Not sorted numeric doc values

(Paweł Róg) #1

Is there any chance to store floating point numeric doc values in not sorted version?

To give you a little background: I send documents to ES and they have a field which is a vector of floats. Later I use these float values in a script (scoring). The order of float values in vector matters but in my script function, I always get values which are sorted. I quickly scanned ES code and saw many places where Sorted DV are used. Is there any way to change this behavior? Of course, I could use binary data but this will not be convenient because it will be like reinventing a wheel.

Thanks :slight_smile:

(Zachary Tong) #2

Unfortunately, there's no way to opt out of sorted doc values. The sorting is done to help compression (when sorted, the values delta-compress better).

There are three workarounds, but none are great.
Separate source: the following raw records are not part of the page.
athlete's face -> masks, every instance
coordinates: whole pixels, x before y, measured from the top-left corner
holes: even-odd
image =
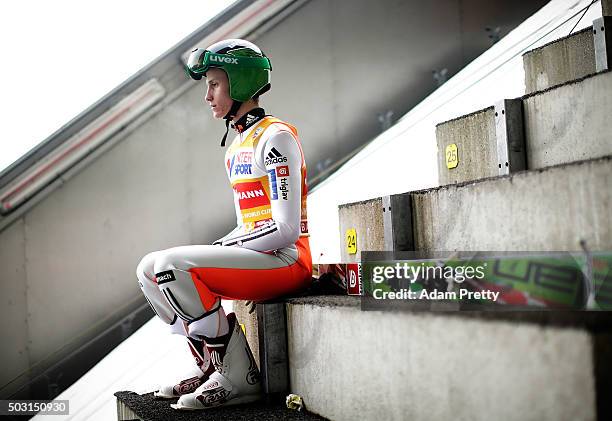
[[[206,72],[206,102],[210,105],[214,118],[223,118],[232,108],[229,96],[227,73],[221,69],[208,69]]]

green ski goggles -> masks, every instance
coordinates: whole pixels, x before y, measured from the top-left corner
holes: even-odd
[[[196,48],[187,60],[187,73],[195,80],[202,79],[211,67],[255,68],[272,70],[268,57],[242,57],[229,54],[216,54],[203,48]]]

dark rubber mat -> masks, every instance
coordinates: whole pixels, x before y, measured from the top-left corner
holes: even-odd
[[[139,395],[134,392],[116,392],[117,399],[145,421],[194,421],[194,420],[325,420],[308,411],[288,409],[281,402],[266,404],[256,402],[214,408],[201,411],[179,411],[170,407],[177,399],[158,400],[152,393]]]

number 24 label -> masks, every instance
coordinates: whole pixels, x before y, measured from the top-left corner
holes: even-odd
[[[346,231],[346,250],[348,254],[357,253],[357,231],[355,228]]]

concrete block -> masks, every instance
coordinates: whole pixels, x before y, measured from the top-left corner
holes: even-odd
[[[497,175],[495,109],[485,108],[436,126],[440,185]],[[446,165],[446,147],[457,145],[458,164]]]
[[[417,251],[578,251],[581,240],[591,250],[610,250],[610,180],[608,156],[406,193],[412,206],[406,229]],[[340,207],[340,226],[357,227],[357,242],[367,250],[384,250],[380,202]]]
[[[596,419],[594,339],[584,329],[363,312],[351,298],[287,306],[291,391],[315,413],[333,420]]]
[[[284,399],[289,389],[285,304],[258,304],[257,322],[263,390]]]
[[[381,198],[341,205],[338,213],[343,263],[360,261],[363,250],[384,250],[385,229]],[[346,231],[351,228],[357,233],[356,254],[349,254],[346,247]]]
[[[595,73],[592,28],[525,53],[523,67],[527,94]]]
[[[245,336],[262,375],[267,394],[283,394],[288,388],[287,336],[282,303],[257,304],[249,313],[245,301],[234,301],[234,313],[244,325]]]
[[[413,192],[415,249],[610,250],[610,180],[608,156]]]
[[[520,98],[436,126],[440,185],[506,175],[526,168]],[[448,148],[454,148],[449,150]],[[457,159],[450,165],[449,156]]]
[[[245,305],[245,301],[236,300],[234,301],[234,313],[238,323],[244,325],[244,332],[249,343],[249,347],[253,352],[255,361],[261,368],[259,359],[259,324],[257,323],[257,312],[249,313],[249,308]]]
[[[523,99],[528,168],[612,154],[612,72]]]

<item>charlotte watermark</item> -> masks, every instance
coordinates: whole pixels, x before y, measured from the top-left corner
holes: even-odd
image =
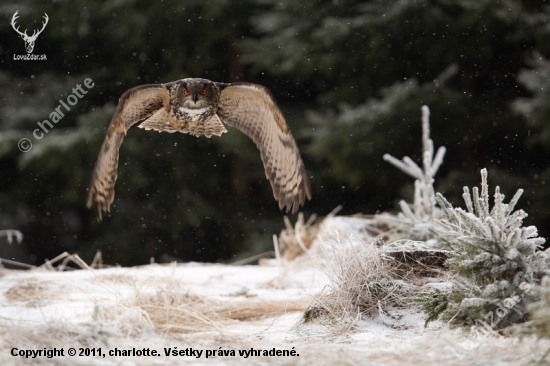
[[[33,30],[32,35],[29,36],[27,34],[26,29],[25,29],[24,32],[21,32],[19,30],[19,26],[16,24],[16,20],[18,18],[18,15],[17,15],[18,12],[19,12],[19,10],[16,11],[13,14],[13,17],[11,18],[11,26],[12,26],[13,30],[16,31],[17,34],[19,34],[21,36],[21,38],[23,38],[23,41],[25,41],[25,50],[27,51],[27,54],[26,55],[16,55],[16,54],[14,54],[13,59],[14,60],[26,60],[26,61],[29,61],[29,60],[47,60],[46,55],[33,55],[32,51],[34,50],[34,43],[36,42],[36,39],[38,38],[40,33],[42,33],[42,31],[44,30],[44,28],[46,28],[46,25],[48,24],[48,20],[50,19],[50,18],[48,18],[48,14],[44,13],[44,21],[42,22],[42,29]]]
[[[537,284],[537,280],[532,274],[523,277],[523,282],[518,286],[521,290],[521,294],[517,295],[514,291],[506,299],[503,299],[496,303],[496,309],[493,311],[487,311],[483,315],[483,319],[477,319],[475,325],[470,329],[475,336],[486,337],[487,335],[497,335],[495,331],[496,326],[504,320],[506,315],[510,311],[514,311],[520,318],[525,316],[525,305],[522,305],[522,301],[532,291],[532,286]],[[449,342],[447,342],[449,343]],[[474,348],[480,346],[479,343],[471,343],[468,345],[461,345],[460,350],[456,344],[450,344],[451,352],[460,360],[462,360],[467,353],[473,351]]]
[[[36,140],[42,139],[44,135],[47,134],[54,127],[52,122],[57,123],[61,121],[61,119],[65,117],[65,114],[63,112],[69,112],[71,110],[71,107],[69,107],[69,105],[76,105],[84,95],[88,94],[88,90],[92,89],[95,85],[93,80],[90,78],[85,79],[83,84],[86,89],[82,88],[81,84],[76,84],[76,86],[72,90],[72,94],[69,94],[69,96],[67,96],[65,100],[59,100],[59,105],[57,106],[57,108],[55,108],[52,113],[50,113],[50,119],[45,119],[42,122],[36,123],[39,128],[36,128],[34,129],[34,131],[32,131],[32,136]],[[21,140],[19,140],[17,147],[22,152],[29,152],[32,149],[32,141],[28,138],[22,138]]]

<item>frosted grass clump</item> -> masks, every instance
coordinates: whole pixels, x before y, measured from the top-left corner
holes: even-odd
[[[514,211],[523,190],[510,203],[497,186],[489,206],[487,170],[481,171],[481,192],[464,187],[466,209],[454,208],[438,193],[443,218],[434,220],[433,232],[450,250],[447,267],[459,275],[447,292],[430,291],[424,298],[428,321],[443,319],[454,324],[502,329],[526,320],[526,305],[536,301],[524,289],[549,274],[549,255],[542,251],[544,238],[535,226],[523,227],[527,213]]]
[[[321,270],[329,284],[304,313],[300,324],[327,326],[333,335],[344,334],[363,317],[391,313],[406,307],[417,290],[417,276],[385,254],[381,239],[369,243],[350,234],[322,242]],[[300,325],[299,324],[299,325]]]
[[[430,139],[430,109],[422,107],[422,168],[411,158],[405,156],[400,161],[389,154],[384,155],[384,160],[398,169],[415,178],[414,201],[412,207],[401,200],[399,206],[401,212],[395,215],[381,214],[376,220],[390,227],[391,239],[428,240],[433,239],[430,232],[432,220],[439,217],[434,194],[434,176],[443,163],[446,149],[441,146],[434,156],[434,144]]]

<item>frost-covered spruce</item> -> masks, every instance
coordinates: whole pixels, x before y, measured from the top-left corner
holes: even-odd
[[[550,277],[543,277],[540,285],[530,284],[524,286],[524,289],[537,295],[540,299],[527,306],[529,321],[511,327],[510,333],[516,335],[536,334],[539,338],[550,338]]]
[[[390,154],[384,155],[384,160],[415,178],[412,207],[401,200],[399,207],[402,212],[397,216],[391,214],[376,216],[377,221],[389,226],[390,233],[386,234],[389,234],[391,239],[422,241],[433,239],[430,233],[432,219],[439,215],[439,210],[435,207],[433,182],[435,174],[443,163],[445,151],[445,147],[441,146],[434,156],[434,144],[430,139],[430,109],[428,106],[422,106],[422,168],[408,156],[400,161]]]
[[[486,169],[481,180],[481,193],[464,187],[466,210],[436,194],[444,218],[434,220],[434,234],[451,250],[447,266],[458,276],[450,289],[426,294],[424,307],[428,320],[441,316],[453,324],[498,330],[526,320],[526,305],[537,298],[523,289],[550,273],[549,255],[540,250],[545,239],[537,228],[522,227],[527,214],[514,211],[523,190],[505,204],[497,186],[491,209]]]

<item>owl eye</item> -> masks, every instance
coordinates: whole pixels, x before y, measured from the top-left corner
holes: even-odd
[[[200,93],[201,93],[201,95],[206,95],[206,93],[208,93],[208,90],[202,89],[202,90],[200,91]]]
[[[183,91],[183,94],[184,94],[184,95],[189,95],[189,94],[191,94],[191,91],[190,91],[189,89],[185,89],[185,90]]]

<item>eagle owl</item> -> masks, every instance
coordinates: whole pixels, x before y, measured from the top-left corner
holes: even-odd
[[[166,84],[141,85],[127,90],[118,102],[107,130],[88,191],[87,206],[98,221],[115,198],[118,151],[134,124],[146,130],[221,136],[224,123],[248,135],[264,163],[265,175],[279,208],[295,213],[311,187],[296,142],[269,90],[249,83],[218,83],[181,79]]]

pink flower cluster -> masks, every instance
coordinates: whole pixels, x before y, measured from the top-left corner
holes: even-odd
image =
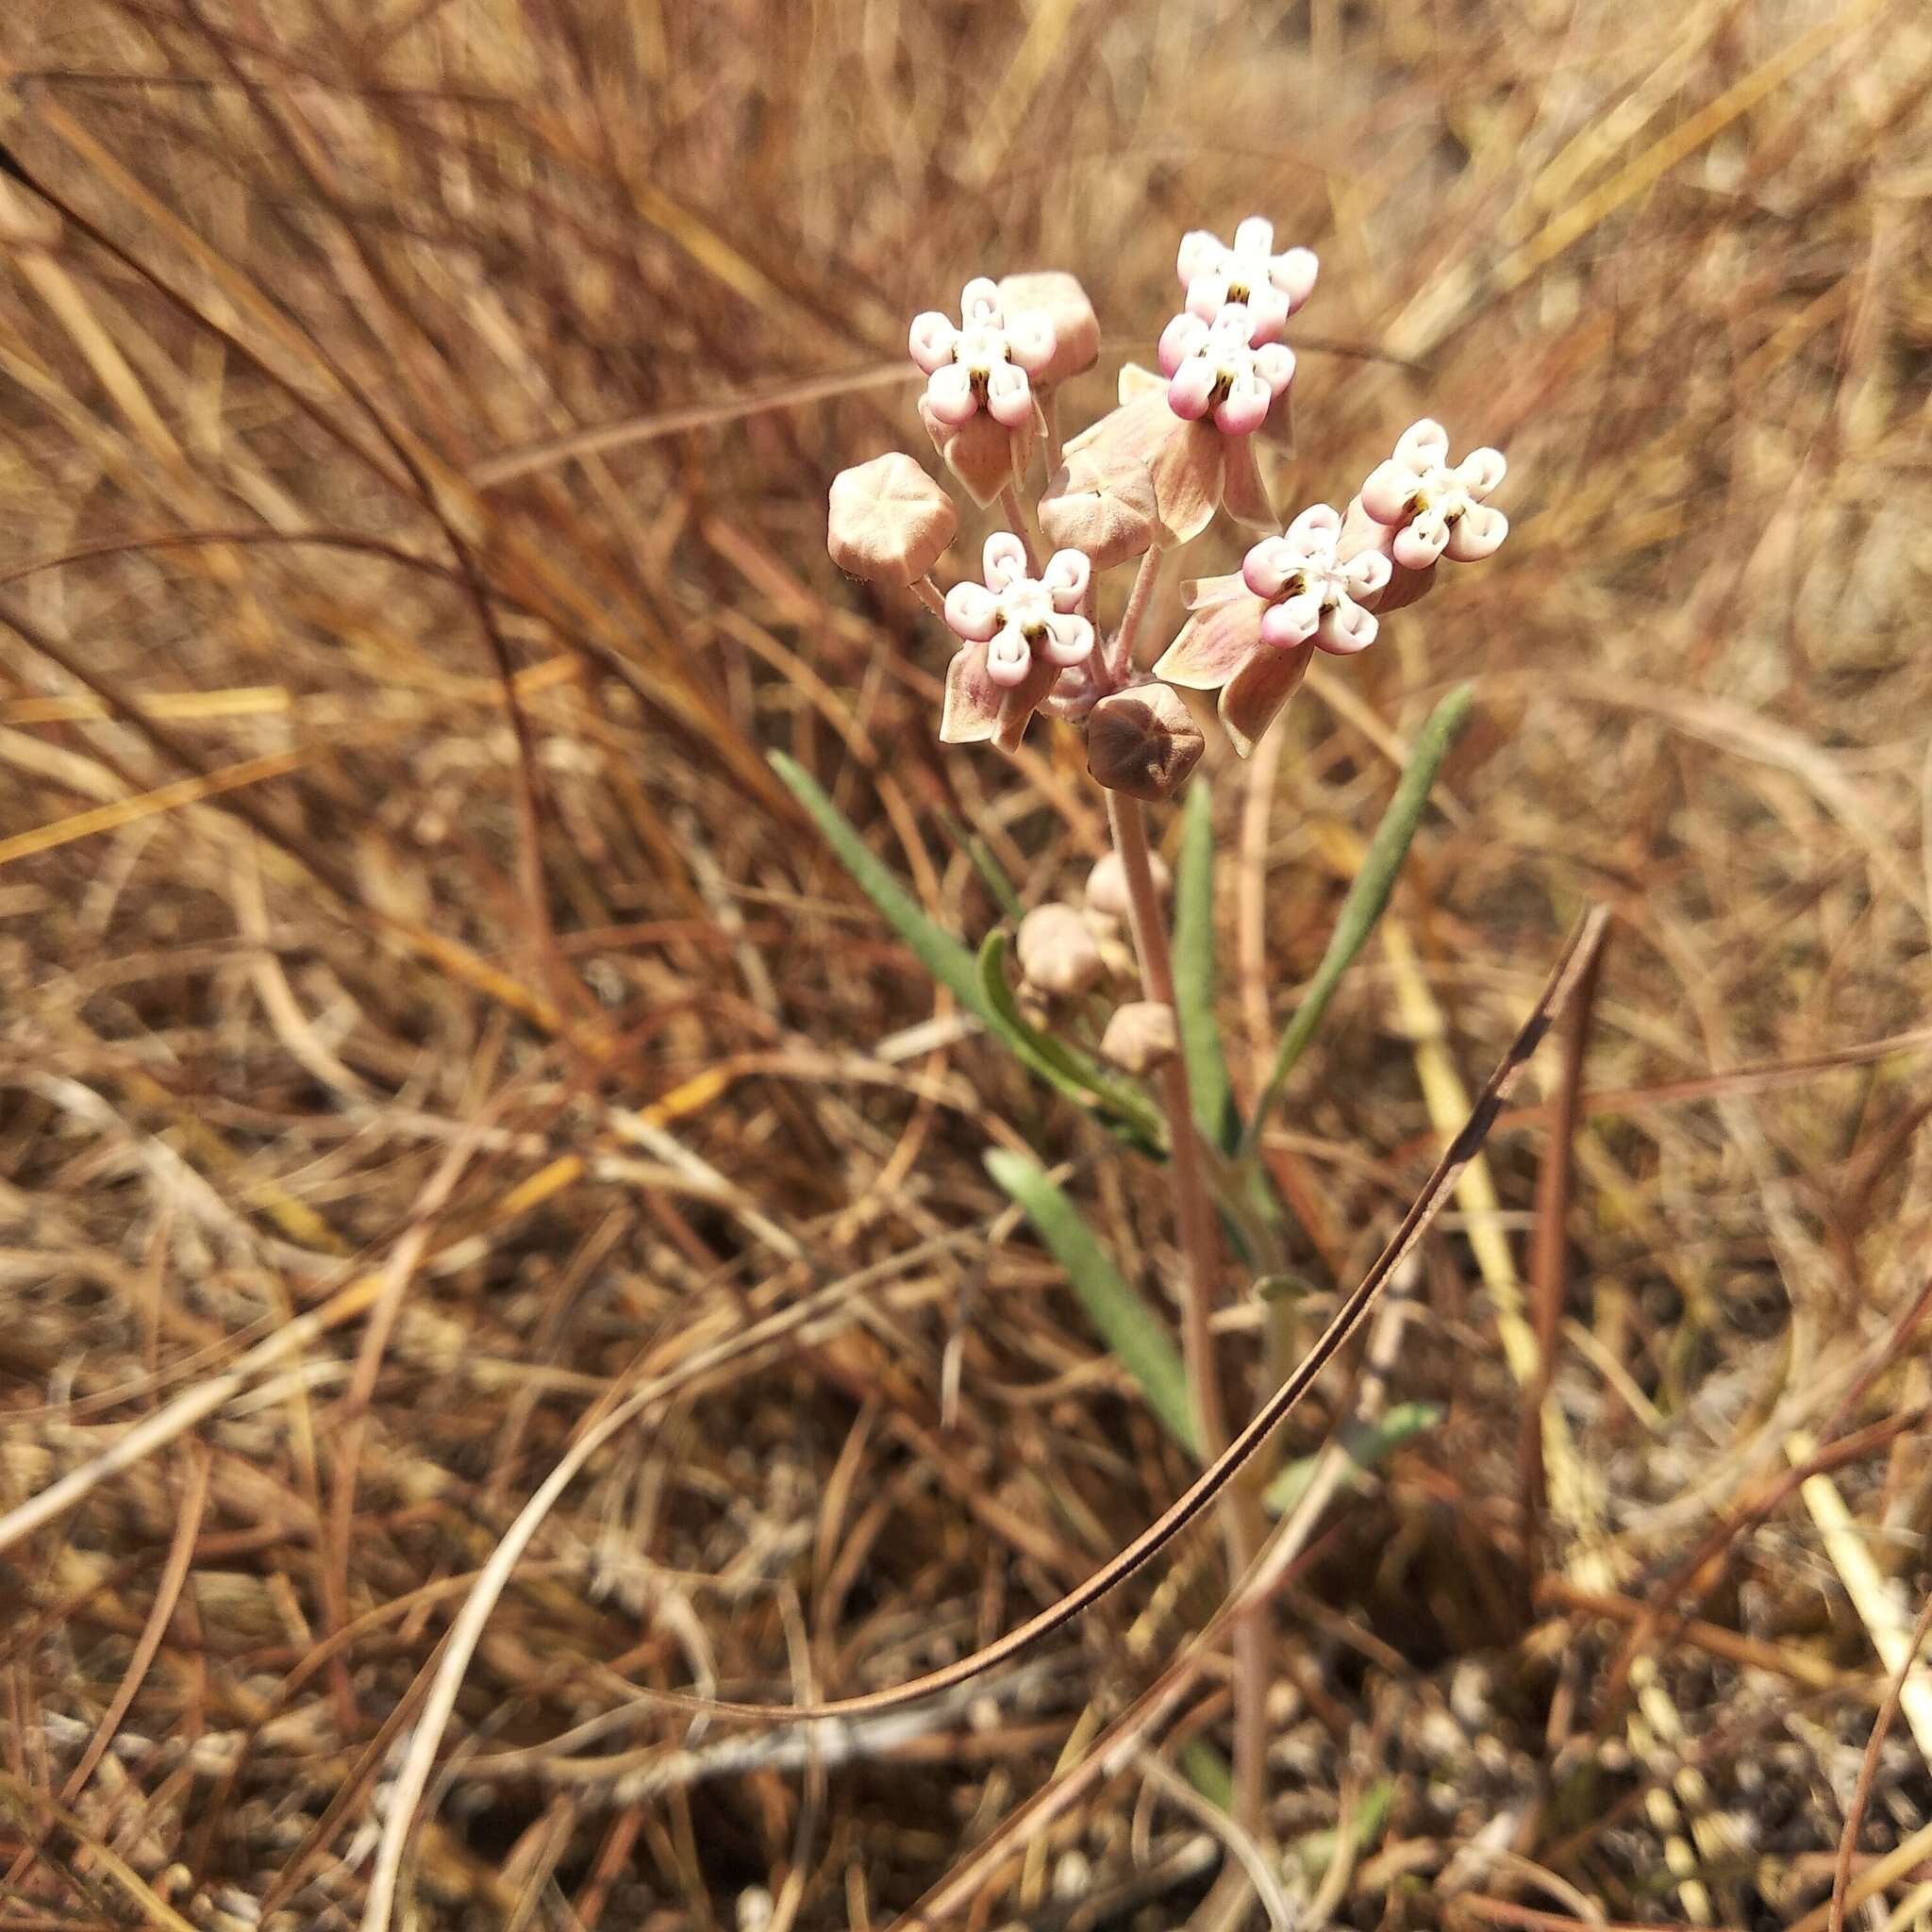
[[[1175,267],[1188,291],[1188,313],[1212,322],[1230,302],[1254,318],[1257,342],[1276,342],[1288,318],[1315,292],[1316,262],[1307,248],[1274,252],[1274,224],[1250,215],[1230,247],[1205,228],[1181,237]]]
[[[1205,230],[1185,236],[1175,268],[1183,306],[1161,332],[1158,373],[1124,368],[1120,406],[1063,449],[1060,391],[1092,366],[1100,341],[1074,277],[975,276],[957,324],[936,310],[914,320],[908,343],[926,378],[920,414],[934,445],[974,501],[1000,504],[1011,525],[987,540],[980,581],[942,596],[926,574],[952,534],[950,506],[936,485],[904,474],[907,458],[844,473],[828,533],[842,568],[909,584],[943,612],[958,648],[942,739],[1011,751],[1045,707],[1083,724],[1091,754],[1103,723],[1132,736],[1140,727],[1124,720],[1158,718],[1185,756],[1124,744],[1103,761],[1136,774],[1146,796],[1160,795],[1159,774],[1198,756],[1180,742],[1193,728],[1185,708],[1172,691],[1152,702],[1158,688],[1134,664],[1164,551],[1191,541],[1221,510],[1271,533],[1239,572],[1185,587],[1190,614],[1151,673],[1218,693],[1221,723],[1246,756],[1315,652],[1367,650],[1391,611],[1430,589],[1441,563],[1492,555],[1509,527],[1490,501],[1506,474],[1501,455],[1483,448],[1452,460],[1447,433],[1425,418],[1404,431],[1345,510],[1314,504],[1283,528],[1254,444],[1257,431],[1278,435],[1287,423],[1295,356],[1283,335],[1313,292],[1315,257],[1277,250],[1273,224],[1257,216],[1232,242]],[[1058,545],[1043,566],[1030,561],[1031,519],[1018,494],[1042,436],[1049,475],[1038,515]],[[1137,557],[1141,579],[1120,633],[1101,648],[1094,579]],[[1124,707],[1133,691],[1150,701]]]

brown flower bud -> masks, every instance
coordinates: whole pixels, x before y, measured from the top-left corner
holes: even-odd
[[[1036,906],[1020,922],[1020,971],[1041,992],[1085,992],[1101,975],[1100,945],[1071,906]]]
[[[1100,1036],[1100,1057],[1129,1074],[1151,1073],[1173,1059],[1180,1037],[1174,1008],[1160,1000],[1129,1000],[1114,1009]]]
[[[1207,743],[1193,714],[1167,685],[1130,685],[1087,718],[1087,769],[1109,791],[1158,804],[1172,798]]]
[[[1160,536],[1154,477],[1138,457],[1070,456],[1047,481],[1040,527],[1056,549],[1084,550],[1095,570],[1111,570]]]
[[[1036,383],[1064,382],[1084,375],[1100,360],[1100,323],[1076,276],[1064,269],[1002,275],[1000,301],[1008,315],[1037,308],[1053,323],[1053,359],[1035,370]]]
[[[847,576],[917,583],[958,527],[953,499],[896,450],[832,478],[825,548]]]
[[[1147,855],[1147,869],[1154,875],[1154,890],[1162,899],[1174,890],[1174,874],[1158,852]],[[1087,874],[1087,909],[1105,913],[1109,919],[1133,917],[1133,902],[1127,896],[1127,869],[1118,852],[1109,852]]]

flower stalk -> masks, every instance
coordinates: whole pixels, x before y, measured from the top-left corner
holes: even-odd
[[[1174,1002],[1174,956],[1155,884],[1141,802],[1107,794],[1108,824],[1127,891],[1128,924],[1141,962],[1145,997],[1170,1009]],[[1174,1054],[1157,1072],[1161,1110],[1167,1117],[1168,1159],[1174,1175],[1175,1231],[1182,1264],[1181,1358],[1201,1455],[1211,1461],[1227,1443],[1227,1409],[1214,1357],[1211,1325],[1219,1276],[1214,1207],[1207,1165],[1194,1124],[1193,1095],[1186,1060]],[[1262,1524],[1253,1491],[1237,1483],[1221,1506],[1223,1541],[1230,1574],[1246,1574],[1260,1546]],[[1268,1631],[1264,1613],[1252,1611],[1234,1628],[1235,1818],[1249,1831],[1261,1828],[1267,1796]]]

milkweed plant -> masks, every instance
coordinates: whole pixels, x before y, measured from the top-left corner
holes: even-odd
[[[1504,479],[1502,456],[1477,448],[1457,460],[1448,432],[1428,419],[1402,432],[1342,508],[1316,502],[1280,519],[1257,445],[1288,441],[1296,374],[1290,325],[1314,292],[1318,265],[1309,250],[1277,251],[1274,241],[1273,225],[1258,216],[1242,222],[1231,243],[1202,231],[1185,236],[1180,309],[1160,333],[1158,370],[1127,365],[1117,406],[1065,441],[1063,386],[1100,358],[1093,308],[1073,275],[975,276],[957,319],[937,309],[913,319],[908,347],[924,377],[919,413],[933,448],[958,489],[1003,525],[961,562],[950,588],[933,573],[958,535],[959,513],[924,466],[891,452],[843,471],[831,487],[833,561],[916,596],[935,620],[935,643],[948,653],[942,741],[1010,754],[1041,713],[1082,735],[1113,841],[1084,903],[1037,906],[1021,917],[1018,895],[1001,880],[1015,915],[1010,947],[999,930],[970,952],[927,917],[803,770],[775,761],[934,977],[1031,1073],[1164,1162],[1182,1263],[1172,1297],[1178,1349],[1174,1318],[1122,1278],[1046,1170],[1006,1150],[988,1158],[1150,1409],[1202,1459],[1228,1440],[1209,1328],[1224,1245],[1232,1242],[1251,1278],[1274,1284],[1272,1319],[1288,1299],[1278,1279],[1281,1209],[1256,1158],[1265,1116],[1387,902],[1468,694],[1452,693],[1419,735],[1327,955],[1245,1118],[1214,1028],[1213,844],[1195,771],[1206,748],[1197,712],[1206,715],[1211,699],[1215,726],[1248,758],[1315,653],[1346,658],[1373,649],[1384,619],[1427,595],[1443,564],[1478,562],[1508,532],[1491,501]],[[1036,477],[1044,478],[1037,494]],[[1162,638],[1152,626],[1157,575],[1217,513],[1255,540],[1238,571],[1184,583],[1187,616]],[[1100,580],[1128,566],[1122,615],[1106,628]],[[1172,879],[1147,819],[1150,806],[1171,804],[1181,810]],[[1132,996],[1109,999],[1107,990],[1135,961]],[[1293,1474],[1284,1472],[1274,1489]],[[1223,1507],[1237,1570],[1253,1555],[1268,1493],[1249,1484]],[[1241,1632],[1235,1640],[1234,1790],[1238,1810],[1252,1817],[1266,1687],[1258,1631],[1247,1638],[1245,1652]]]

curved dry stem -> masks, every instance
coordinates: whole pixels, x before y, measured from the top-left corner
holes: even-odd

The first is to access the document's _source, which gives you access to the original JSON. Unfortunately, the source has to be loaded off disk and decompressed for each document... it'll be a lot slower than doc values.

The second option is to store the values in a nested field, where each value is a different "nested document". This maintains order but isn't really useful from a script.

The last option is to store the vector in a string, and then just parse that string into numerics inside your script. It'll have a bit of overhead due to the string parsing, and won't compress as well in the index as a string vs. array of numerics... but you'll be able to retain ordering.

(Paweł Róg) #3

Thank you for your answer @polyfractal. I decided to use 4th version which I wanted to avoid but will be the fastest one: - binary doc values. Thank you very much once again :slight_smile:

(system) #4

This topic was automatically closed 28 days after the last reply. New replies are no longer allowed.